Racconta che quando la fabbrica per cui lavorava chiuse i battenti gli sembrò il momento peggiore della sua vita. Ma

«Oggi è mille volte peggio. Io sto a casa da tre settimane e cerco disperatamente una via d’uscita».

E’ amareggiato. Lui per lo Stato non esiste. Eppure ha lavorato da quando aveva 19 anni ai 57, fino alla chiusura della fabbrica, nel 2017. Adesso, se fosse ancora aperta, sarebbe a un passo dalla pensione.

«Io ho lavorato una vita intera e ho pagato tasse, versato contributi, fatto il mio dovere da cittadino. Adesso, però, non esisto più, non sono tra i lavoratori da proteggere perché io, per lo Stato, non sono un lavoratore. Non sono un cittadino da tutelare perché io, per il Governo, sono un fantasma, uno “in nero” che quindi non ha diritti. Ma vi rendete conto che il mondo se ne fotte di me e della mia famiglia?».

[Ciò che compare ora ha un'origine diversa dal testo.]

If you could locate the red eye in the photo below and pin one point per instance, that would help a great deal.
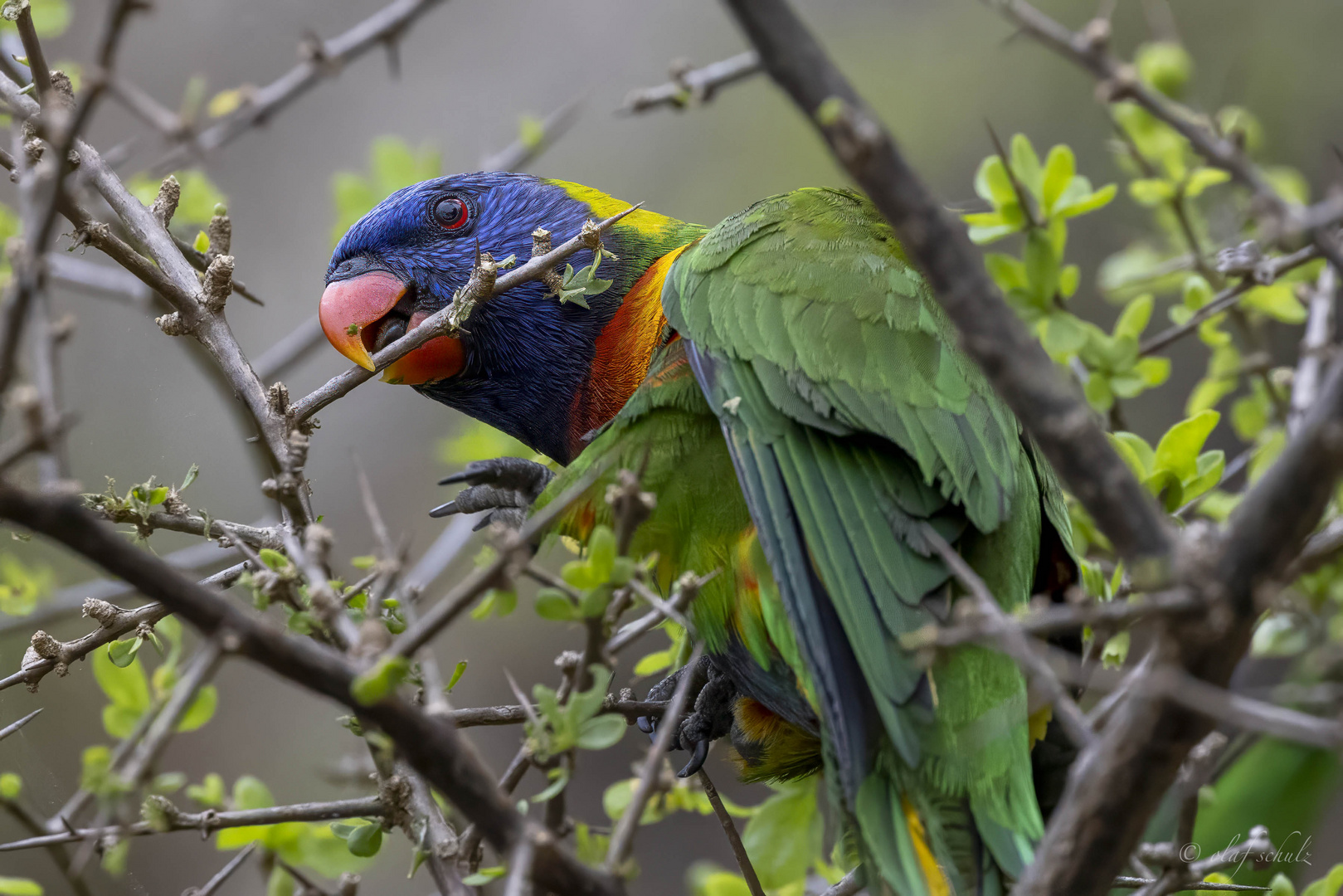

Anche i figli di Mario, maggiorenni, non hanno un posto fisso.

«Una ha vent’anni e s’è arrangiata in qualche lavoretto ma non è mai riuscita a trovare un posto. L’altro ha 24 anni e pure lui l’anno scorso è stato licenziato dalla fabbrica dove lavorava. Adesso anche mio figlio è diventato un “fantasma”, siamo la famiglia dei fantasmi e siccome non esistiamo non abbiamo diritto a mangiare, a mettere un piatto a tavola».

E conclude:

«Se mi consentissero di uscire di casa, riuscirei in qualche modo a trovare un lavoretto per sbarcare il lunario ma sono prigioniero. Mi creda, certe volte mi sembra di impazzire. Ma secondo lei quando leggono questa intervista si accorgono che esisto? Mi vengono ad aiutare?».